My job is to make things seem different than what they are. And I want to do my job, because I’m good at it, and I want the money. I love brands like I love people. They did start out as people, you know. Brands protect me when they pay me. I also want to do good, but I am skeptical of most do-gooder agendas. I want to sound like I care, but I don’t want to sound like I think I’m not complicit.

“Why, I ask, should I have the answers?” I don’t believe Stagg should have the answers to society’s ills, and I don’t begrudge anyone for wanting to be paid, but I do wonder at her consistent reticence to take a solid stance, intellectually or affectively. Nobody wants to be duped, least of all cool denizens of downtown New York. But, as Stagg knows well, self-conscious attempts at image-management (“I want to sound”) foreclose flights of passion and risk—those vehicles for great art and thinking.

In “Social Suicide,” Stagg discusses her decision to delete her social media accounts. She didn’t have a particular rationale other than a “temptation to jump,” citing a recent longing for “circumstances that gave me the option to flee into the relative unknown, abandoning a set of routines and expectations for something less predictable.” A glimmer of hope—another way of being emerges into view. Just as quickly, Stagg retreats: “I cannot escape; I know this. Attention-incentivized creativity is a presence in the atmosphere, never to be combed out. Like microplastics sloughing off the cheap fabrics we wear, it is around us, in us, on us, and being advertised to us, forever.”

Stagg is a gifted writer, and Artless contains a handful of restrained yet deeply affecting stories. (I don’t believe it’s a coincidence that these stories—which center on a former cult member in Arizona, an adolescent in love with her best friend, and a stilted holiday dinner—occur largely outside of the hyper-brand-conscious New York.) On the whole, though, I found myself wishing she cared a bit more—not about morality, per se, but her ideas, which often struck me as underdeveloped.

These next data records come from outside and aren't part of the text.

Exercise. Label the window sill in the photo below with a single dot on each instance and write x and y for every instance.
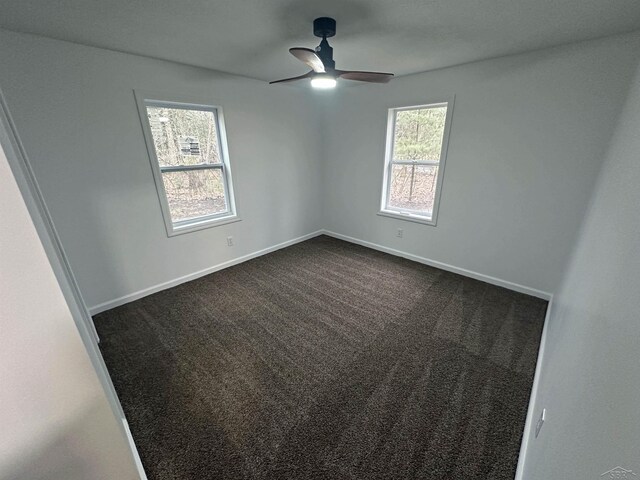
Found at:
(196, 225)
(408, 217)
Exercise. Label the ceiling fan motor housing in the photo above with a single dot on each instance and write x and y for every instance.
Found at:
(324, 27)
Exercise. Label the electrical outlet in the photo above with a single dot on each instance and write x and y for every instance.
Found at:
(540, 421)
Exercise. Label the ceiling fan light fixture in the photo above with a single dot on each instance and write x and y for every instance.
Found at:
(323, 82)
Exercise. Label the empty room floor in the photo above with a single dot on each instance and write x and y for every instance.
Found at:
(326, 360)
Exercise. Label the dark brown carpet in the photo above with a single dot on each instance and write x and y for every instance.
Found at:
(326, 360)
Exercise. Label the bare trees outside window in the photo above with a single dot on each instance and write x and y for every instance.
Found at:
(189, 159)
(415, 160)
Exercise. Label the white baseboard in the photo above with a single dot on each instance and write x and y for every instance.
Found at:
(444, 266)
(116, 302)
(532, 415)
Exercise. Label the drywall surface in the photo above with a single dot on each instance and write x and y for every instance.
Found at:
(590, 377)
(75, 111)
(56, 421)
(528, 136)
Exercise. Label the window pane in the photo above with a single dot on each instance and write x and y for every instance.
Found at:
(195, 193)
(184, 137)
(418, 134)
(413, 188)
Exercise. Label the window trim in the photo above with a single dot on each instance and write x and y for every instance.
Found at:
(406, 214)
(144, 99)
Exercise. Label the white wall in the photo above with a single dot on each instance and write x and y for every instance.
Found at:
(590, 377)
(75, 112)
(55, 419)
(528, 137)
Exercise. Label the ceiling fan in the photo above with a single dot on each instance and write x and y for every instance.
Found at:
(323, 72)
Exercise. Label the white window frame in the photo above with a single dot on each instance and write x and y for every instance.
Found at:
(406, 214)
(147, 99)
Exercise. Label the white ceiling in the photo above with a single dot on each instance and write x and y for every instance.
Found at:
(251, 37)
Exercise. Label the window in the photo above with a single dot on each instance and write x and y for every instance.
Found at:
(414, 166)
(188, 154)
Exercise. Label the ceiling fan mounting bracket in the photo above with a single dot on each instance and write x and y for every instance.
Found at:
(324, 27)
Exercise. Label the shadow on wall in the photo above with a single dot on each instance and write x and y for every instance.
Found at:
(80, 451)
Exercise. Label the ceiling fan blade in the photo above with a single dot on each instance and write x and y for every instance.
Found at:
(293, 79)
(308, 56)
(371, 77)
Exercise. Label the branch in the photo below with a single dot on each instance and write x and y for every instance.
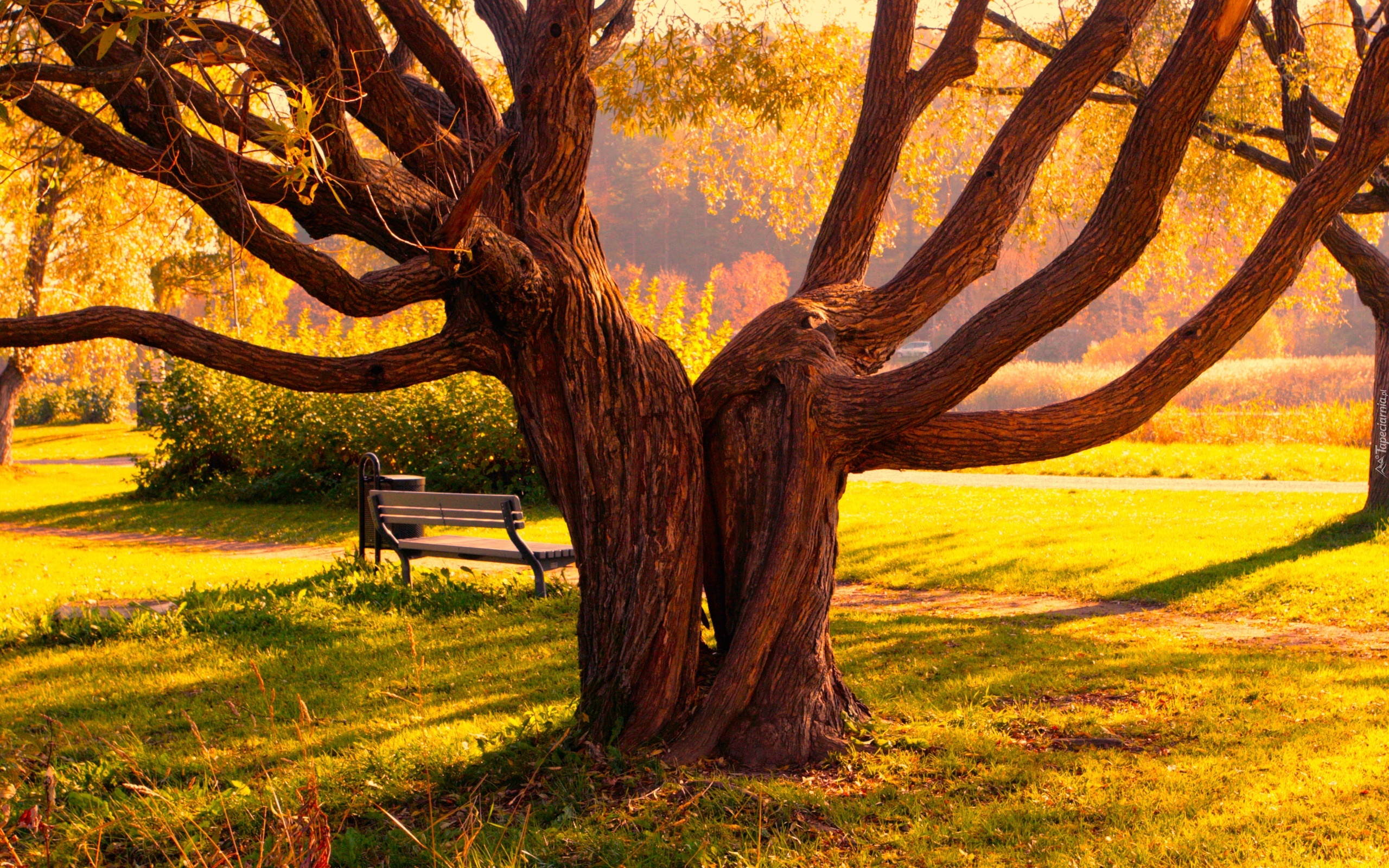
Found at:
(1124, 221)
(973, 439)
(309, 43)
(616, 28)
(321, 277)
(431, 359)
(894, 99)
(442, 58)
(506, 20)
(966, 245)
(381, 100)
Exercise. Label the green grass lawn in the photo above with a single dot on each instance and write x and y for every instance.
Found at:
(452, 699)
(95, 441)
(1234, 757)
(1277, 556)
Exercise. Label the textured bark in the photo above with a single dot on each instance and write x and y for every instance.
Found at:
(35, 267)
(732, 484)
(11, 381)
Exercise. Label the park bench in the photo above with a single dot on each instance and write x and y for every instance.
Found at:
(396, 514)
(425, 509)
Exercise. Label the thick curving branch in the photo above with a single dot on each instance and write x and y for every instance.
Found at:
(442, 58)
(967, 242)
(1124, 221)
(378, 96)
(209, 177)
(425, 360)
(894, 99)
(974, 439)
(616, 23)
(506, 20)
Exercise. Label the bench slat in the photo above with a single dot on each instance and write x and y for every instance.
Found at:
(445, 500)
(484, 549)
(453, 519)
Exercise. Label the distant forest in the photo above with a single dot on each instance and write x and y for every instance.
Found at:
(671, 232)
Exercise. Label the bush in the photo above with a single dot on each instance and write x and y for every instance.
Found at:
(230, 438)
(43, 403)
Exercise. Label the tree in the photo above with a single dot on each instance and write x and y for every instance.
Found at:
(75, 222)
(730, 485)
(1285, 45)
(747, 288)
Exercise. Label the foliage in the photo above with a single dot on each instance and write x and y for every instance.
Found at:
(45, 403)
(231, 438)
(1241, 460)
(747, 288)
(660, 306)
(1285, 382)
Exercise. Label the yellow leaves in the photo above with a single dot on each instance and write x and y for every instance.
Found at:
(661, 309)
(303, 160)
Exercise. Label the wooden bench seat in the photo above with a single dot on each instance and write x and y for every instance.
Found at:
(392, 510)
(484, 549)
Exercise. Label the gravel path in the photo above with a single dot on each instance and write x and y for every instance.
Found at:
(1113, 484)
(1016, 481)
(107, 462)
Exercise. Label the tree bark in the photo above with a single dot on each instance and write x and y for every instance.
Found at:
(35, 267)
(732, 484)
(11, 381)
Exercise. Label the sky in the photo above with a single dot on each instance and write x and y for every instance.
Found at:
(812, 13)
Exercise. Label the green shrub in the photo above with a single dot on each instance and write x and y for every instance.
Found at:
(230, 438)
(43, 403)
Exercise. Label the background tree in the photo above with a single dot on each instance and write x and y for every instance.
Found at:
(84, 232)
(732, 484)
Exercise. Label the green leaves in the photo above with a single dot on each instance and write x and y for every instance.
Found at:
(125, 18)
(303, 159)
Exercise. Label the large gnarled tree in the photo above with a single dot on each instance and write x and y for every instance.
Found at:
(731, 485)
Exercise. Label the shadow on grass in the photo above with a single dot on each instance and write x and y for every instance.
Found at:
(237, 521)
(1341, 534)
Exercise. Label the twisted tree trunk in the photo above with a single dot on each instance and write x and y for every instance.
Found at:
(730, 485)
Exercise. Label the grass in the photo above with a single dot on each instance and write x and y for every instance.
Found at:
(1235, 757)
(99, 499)
(1286, 382)
(96, 441)
(1289, 462)
(1270, 556)
(298, 684)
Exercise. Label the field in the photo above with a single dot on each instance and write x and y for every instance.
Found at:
(428, 725)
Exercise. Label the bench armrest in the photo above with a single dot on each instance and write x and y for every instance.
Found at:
(383, 529)
(509, 519)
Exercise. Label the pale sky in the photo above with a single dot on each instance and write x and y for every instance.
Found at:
(813, 13)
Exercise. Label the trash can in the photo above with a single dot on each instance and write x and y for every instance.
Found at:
(371, 480)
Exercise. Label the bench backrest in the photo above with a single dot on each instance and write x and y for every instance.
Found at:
(443, 509)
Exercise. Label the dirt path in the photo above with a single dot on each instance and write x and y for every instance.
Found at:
(1229, 628)
(324, 553)
(107, 462)
(1113, 484)
(247, 549)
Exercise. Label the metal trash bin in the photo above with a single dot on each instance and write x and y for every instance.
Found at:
(371, 480)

I get it; the book is intentionally “artless.” After completing the book, however, I was left unsure how Stagg understands artlessness and its stakes. It seems that Artless endeavors to avoid stakes altogether—which is, ironically, a rather careful approach. Anyways, it’s hard to take responsibility for your desires when your desires are blunted, obscured, or disavowed.

Caroline Reagan reads and writes in New York City.